BeitragVerfasst: Sa 23. Feb 2008, 15:12
von lara_peschke
zu einem großen schock vieler schüler meiner schule hat es geführt als vor ca. 1 1/2 wochen 16 proMünchen-wahlplakate vor dem eingang unserer schule über nacht aufgestellt worden sind.darauf war ein trauriges "arisches" kind abgebildet, neben dessen kopf in einem rotem kreis eine moschee durchgestrichen dargestellt war.hinzu kam der text "gegen islamiesierung und ausländergewalt".daraufhin sind einige meiner freundinnen und ich zum direktor gegangen,dem dies nicht aufgefallen war.ihm fielen aber auch keine rechtlichen schritte ein,mit denen man gegen diese dreistheit hätte vorgehen können.er tätigte einen anruf und fand heraus,dass die stadt diese "propaganda" an der schule genehmigt hatte.wir waren also machtlos...nach einigen zaghaften versuchen die plakate unkenntlich zu machen wurden die übrigen dann in der nacht mit seitenschneidern von den bäumen entfernt .-wie ich meine zurecht.meine frage:warum hat die schule keinen einfluss af rechte wahlwerbung am schulgelände, wenn sogar erotik-werbung entfernt werden muss???muss man sich das gefallen lassen???? :evil:

Verfasst: Sa 23. Feb 2008, 15:12
von Anzeige

Re: proMünchen

BeitragVerfasst: So 24. Feb 2008, 00:36
von AnneAliasAsi
also an unserer schule durfte bisher nie solche propaganda betrieben werden...nicht mal flyer gegen rechts durften auf dem schulgelände verteilt werden... dann müsste ja eigentlich die gegenseite auch solche propaganda bei euch machen dürfen oder?

Re: proMünchen

BeitragVerfasst: So 24. Feb 2008, 23:46
von ben
Werbung politischer Parteien am Schulgelände ist verboten.

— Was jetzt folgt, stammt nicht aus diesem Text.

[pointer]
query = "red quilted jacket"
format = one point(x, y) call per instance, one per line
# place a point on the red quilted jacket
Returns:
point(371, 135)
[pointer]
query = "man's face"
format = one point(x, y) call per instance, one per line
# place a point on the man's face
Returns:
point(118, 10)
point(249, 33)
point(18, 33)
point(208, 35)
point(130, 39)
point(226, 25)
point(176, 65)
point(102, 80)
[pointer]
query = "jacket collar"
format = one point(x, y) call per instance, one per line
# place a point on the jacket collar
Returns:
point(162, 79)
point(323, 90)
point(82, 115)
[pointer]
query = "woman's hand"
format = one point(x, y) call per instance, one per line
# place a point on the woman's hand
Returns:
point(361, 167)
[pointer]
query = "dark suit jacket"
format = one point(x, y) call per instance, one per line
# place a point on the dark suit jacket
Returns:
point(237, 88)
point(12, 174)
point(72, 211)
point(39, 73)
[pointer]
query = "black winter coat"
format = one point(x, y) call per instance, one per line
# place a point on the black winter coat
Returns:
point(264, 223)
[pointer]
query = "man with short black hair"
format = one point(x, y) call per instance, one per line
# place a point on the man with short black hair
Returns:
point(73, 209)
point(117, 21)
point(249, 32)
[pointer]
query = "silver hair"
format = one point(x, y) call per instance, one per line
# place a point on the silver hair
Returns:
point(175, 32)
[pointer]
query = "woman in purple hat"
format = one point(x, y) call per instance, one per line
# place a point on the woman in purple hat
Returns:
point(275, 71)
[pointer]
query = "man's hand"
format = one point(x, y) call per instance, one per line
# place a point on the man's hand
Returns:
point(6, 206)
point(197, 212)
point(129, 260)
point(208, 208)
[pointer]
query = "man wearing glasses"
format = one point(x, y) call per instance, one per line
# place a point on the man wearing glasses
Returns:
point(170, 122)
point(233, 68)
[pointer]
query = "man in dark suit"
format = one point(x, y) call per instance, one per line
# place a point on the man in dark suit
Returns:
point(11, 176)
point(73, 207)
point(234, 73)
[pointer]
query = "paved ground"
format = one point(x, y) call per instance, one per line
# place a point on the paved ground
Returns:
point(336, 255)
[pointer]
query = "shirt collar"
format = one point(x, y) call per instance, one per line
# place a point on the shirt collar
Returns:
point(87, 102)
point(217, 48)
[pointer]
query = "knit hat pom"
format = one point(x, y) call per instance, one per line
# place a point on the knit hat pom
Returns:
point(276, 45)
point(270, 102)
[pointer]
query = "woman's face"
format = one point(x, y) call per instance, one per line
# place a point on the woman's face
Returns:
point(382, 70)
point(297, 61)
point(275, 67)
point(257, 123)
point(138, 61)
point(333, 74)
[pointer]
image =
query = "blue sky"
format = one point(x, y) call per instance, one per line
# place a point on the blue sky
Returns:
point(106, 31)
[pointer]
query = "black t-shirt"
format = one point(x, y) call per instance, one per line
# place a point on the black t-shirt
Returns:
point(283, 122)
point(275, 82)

Steht im Schulgesetz. Das kann keine Stadt erlauben. Auch die JU darf z.B. keine Flyer auf nem Schulgelände verteilen.

Kann also irgendwie nicht sein, dass das wirklich Schulgelände war. Ansonsten kann einem sowieso keiner was, wenn man die Plakate fach- und umweltgerecht entsorgt :-P

Wenn das also nicht Schulgelände war, dann muss ein Schüler eben tun, was ein Schüler tun muss. Aus der Geschichte lernen und sich fragen: Was hätten die Menschen vor '33 tun müssen, um Nazis zu bekämpfen?